Видно, это был тертый малый. В Волжском вообще было много тертых калачей из-за тяжелой криминальной обстановки, особенно после очередной амнистии. Естественно, это отражалось и на молодежной, и на подростковой, даже детской, среде. Видать, этот пацан был та еще птица со своими дядькой и папашей. Как ни околдован я был автоматом, как ни грезил обладать им, чудовищность названной цены – пять рублей – потрясла меня. Я повернулся и с чувством альпиниста, не дошедшего до вершины Джомолунгмы двадцати шагов, стал спускаться с кучи. Хулиган, поняв, что сделка сорвалась, свистнул, дал мне вдогонку поджопник и, выкрикнув что-то боевое и армейское, побежал со двора. И я никогда его больше не видел.

Вот какую незабываемую вещь я запомнил и помню всю последующую жизнь, а точнее, пятьдесят три года. Это я вычислил, отняв от своих пятидесяти девяти тогдашние шесть.
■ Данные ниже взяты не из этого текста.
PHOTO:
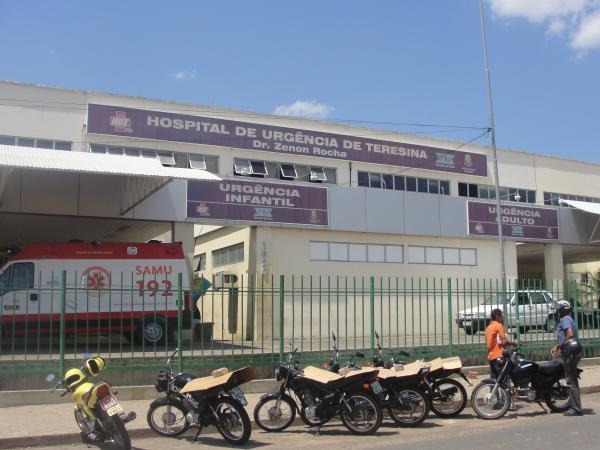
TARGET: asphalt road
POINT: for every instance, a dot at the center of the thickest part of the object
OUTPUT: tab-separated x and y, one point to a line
528	427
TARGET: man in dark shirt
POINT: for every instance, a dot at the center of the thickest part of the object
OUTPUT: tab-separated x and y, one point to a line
567	329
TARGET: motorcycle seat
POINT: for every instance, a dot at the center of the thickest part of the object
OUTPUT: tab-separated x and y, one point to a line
552	368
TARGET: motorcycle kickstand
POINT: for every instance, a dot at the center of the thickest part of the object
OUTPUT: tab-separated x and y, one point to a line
197	434
543	408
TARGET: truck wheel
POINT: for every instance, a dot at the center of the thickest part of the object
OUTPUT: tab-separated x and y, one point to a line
153	332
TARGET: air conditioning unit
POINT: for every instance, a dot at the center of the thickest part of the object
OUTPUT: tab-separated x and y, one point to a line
224	280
Арифметика всегда была моим самым сильным местом из всей алгебры.

Вторым из прекрасных предметов, все еще плывущим по волнам моей памяти, был железный меч в жестяных ножнах, который встретился на моем жизненном пути, когда я уже был взрослым, лет восьми.
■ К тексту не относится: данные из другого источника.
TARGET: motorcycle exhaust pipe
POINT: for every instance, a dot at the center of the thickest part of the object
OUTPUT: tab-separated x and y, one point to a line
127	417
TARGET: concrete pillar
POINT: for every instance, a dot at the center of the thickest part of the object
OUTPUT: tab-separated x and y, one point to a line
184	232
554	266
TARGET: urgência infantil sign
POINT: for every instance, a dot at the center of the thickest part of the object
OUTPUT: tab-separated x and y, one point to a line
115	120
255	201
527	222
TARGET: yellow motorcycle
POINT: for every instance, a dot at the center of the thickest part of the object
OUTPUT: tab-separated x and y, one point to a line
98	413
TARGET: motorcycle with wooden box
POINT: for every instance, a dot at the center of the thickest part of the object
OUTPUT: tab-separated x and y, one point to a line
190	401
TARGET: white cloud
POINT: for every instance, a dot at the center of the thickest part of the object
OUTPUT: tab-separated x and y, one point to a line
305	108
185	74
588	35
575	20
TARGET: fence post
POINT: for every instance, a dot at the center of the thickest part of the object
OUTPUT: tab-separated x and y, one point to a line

Этим мечом обладали два брата-близнеца, как и я приехавшие на лето к дедушке и бабушке в станицу Ярославскую Краснодарского края. Только они жили ближе к универмагу, где продавались мармеладные зайцы и перочинные ножики, а я подальше, ближе к кладбищу.

Мы как-то сразу сошлись, часто играли на кладбище, а в тот день очень мило развлекались в ихнем саду с кинескопом от старого телевизора, отданным близнецам на растерзание. Мы поставили его вместо мишени и кидались камнями, кто попадет. Наконец мы попали и кинескоп восхитительно взорвался и разлетелся на мелкие осколки, и мы весело стали бегать и кидаться в друг друга, но уже не камнями, а яблоками «белый налив».
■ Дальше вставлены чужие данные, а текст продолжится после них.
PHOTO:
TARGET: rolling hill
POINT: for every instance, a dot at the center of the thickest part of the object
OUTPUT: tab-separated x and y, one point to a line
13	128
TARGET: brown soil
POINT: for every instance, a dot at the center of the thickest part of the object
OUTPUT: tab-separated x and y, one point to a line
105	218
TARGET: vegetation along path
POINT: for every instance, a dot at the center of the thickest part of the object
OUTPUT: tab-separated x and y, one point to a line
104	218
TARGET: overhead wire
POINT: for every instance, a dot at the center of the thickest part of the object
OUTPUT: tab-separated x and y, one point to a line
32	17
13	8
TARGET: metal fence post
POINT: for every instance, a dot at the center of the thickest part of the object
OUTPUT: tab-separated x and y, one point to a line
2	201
Как вдруг один близнец сбегал попить и вернулся, махая мечом такой красоты, что я остолбенел на бегу. Меч был прекрасен и железен. Впоследствии, в более зрелые годы, я узнал, что это был древнеримский «гладиус», короткий широкий меч для ближнего боя. Он тоже был самодельным, как и автомат, и нисколько не напоминал жалкие детскомировские «мечи-кладенцы». 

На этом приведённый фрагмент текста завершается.